La fascination, mais aussi l'énigme de la Beauté, jouent un rôle déterminant
dans le déclenchement du processus. Aussi, loin de renoncer (comme le fit le
vrai coupable) à invoquer le mobile d'une haine sans merci pour la Beauté sous
toutes ses formes, Mishima a, au contraire, maintenu, du comportement de son
héros, cette explication, à laquelle il a donné une dimension assez extraordinaire.

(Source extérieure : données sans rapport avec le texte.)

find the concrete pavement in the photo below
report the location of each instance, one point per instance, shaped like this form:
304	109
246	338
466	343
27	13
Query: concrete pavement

C'était accroître la difficulté, s'obliger somme toute à mener le combat sur
deux fronts : celui de la simple psychologie et celui de l'esthétique. On voit
le péril, le risque pour l'ouvrage de basculer dans un sens ou dans l'autre,
de voir son unité sans cesse remise en question. Il arrive que le talent de
Mishima sache trouver un subtil et poétique joint : ainsi, aux minutes décisives
de la vie du héros, la réapparition automatique du pavillon d'or, d'un pavillon
d'or immatériel, désincarné, émanation de l'autre, obsession et mirage, et qui
de plus en plus agit à la façon d'un mauvais sort, d'un mauvais songe. Là est
la grande et belle trouvaille du livre.
Le pavillon d'or de Mishima est également un livre qui sait ménager de ces précieuses
minutes où le cœur et l'esprit s'emplissent des couleurs du Japon. Ici, c'est
une notation psychologique extraordinairement ténue (le petit bonze à la tête
rasée a l'impression de connaître le monde aussi par la peau de son crâne) ou
vers la fin du livre, l'étonnante analyse de la sensation produite par une lame
de couteau glissant sur sa langue…Ailleurs, ce sont des objets, comme la boîte
aux baguettes divinatoires du temple Kentun, dont la description impose la présence…Surtout,
il est des tableaux et des paysages dont la réussite est presque bouleversante
: ainsi le port de Maizuru après l'armistice, cette image de la campagne japonaise,
sans couleurs vives, terne plutôt, belle pourtant, où la moisson faite, le riz
pend aux chevalets de séchage : détail simple, qui pourtant touche au meilleur
du secret nippon.
Ségolène, avril 2001
Mishima Yukio Le Pavillon d'Or. Editions Gallimard, 1961 pour la traduction française / Folio n°649.